Meet Kirk Davis.
Just don’t catch on fire.
I met Kirk when we were working on separate projects in a large house renovation. The owner was recreating a Tuscan Villa/Castle/Art Gallery (I don’t exactly know how to categorize the place!) Kirk was fabricating and installing a large number of iron pieces, and Susan and I were creating decorative plaster finishes inside. Overall, our parts in the project took up a large chunk of 2009, and we were all appreciative of the owner’s desire to let artists do what they do best: Create Without Limitations.
Kirk, operating as ArtForms Studio in Morehead City, NC, designed and installed custom pool railings, huge exterior lamps, door straps and hinges, wine racks, Gothic gutters (to go with the gargoyles), window guards, and other important elements of the house. He wanted to get some pictures of his work for his portfolio, and I wanted to visit his studio to see where he works. This is the first image from that session.
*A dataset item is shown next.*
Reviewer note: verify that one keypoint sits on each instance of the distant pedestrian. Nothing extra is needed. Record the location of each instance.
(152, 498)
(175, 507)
I can appreciate how Kirk approaches his art. Anyone who puts such thought and effort into their creations, and strives to develop unique interpretations while living in a world of mass-produced garbage, has my support. Over time, we’ve all become accustomed to settling for crap products, so I celebrate those who won’t sell out their creative efforts just to make a couple of quick bucks. Slow down, take your time, put care into your work, and it will be a reflection of who you are, and will serve as a footstep in the sand that lets people know, “I was here.”
“As an artist, I am profoundly influenced by space and my surroundings. I endeavor to communicate to others the power of art objects, creating bold new works that make a positive statement and contribute to the overall aesthetics of life.
“For over a decade the focus of my work has been the design and execution of unique sculpture, furniture, and architectural metal work. I encourage a collaborative design process with clients so that they may understand the possibilities of material and thus commission a body of work that meets their specific aesthetic ideals.”
We’ll likely see more of Kirk and the art he creates in future blog posts. To see the kind of quality that Kirk produces, please visit the private gallery that I’ve set up for him, Located Here.
Taken from a single exposure: Nikon D7000, Nikkor 17-55mm f/2.8 lens at 45mm, f/7.1, 1/8s, 2EV. Camera mounted on tripod behind a piece of plexiglass, fired with remote shutter release.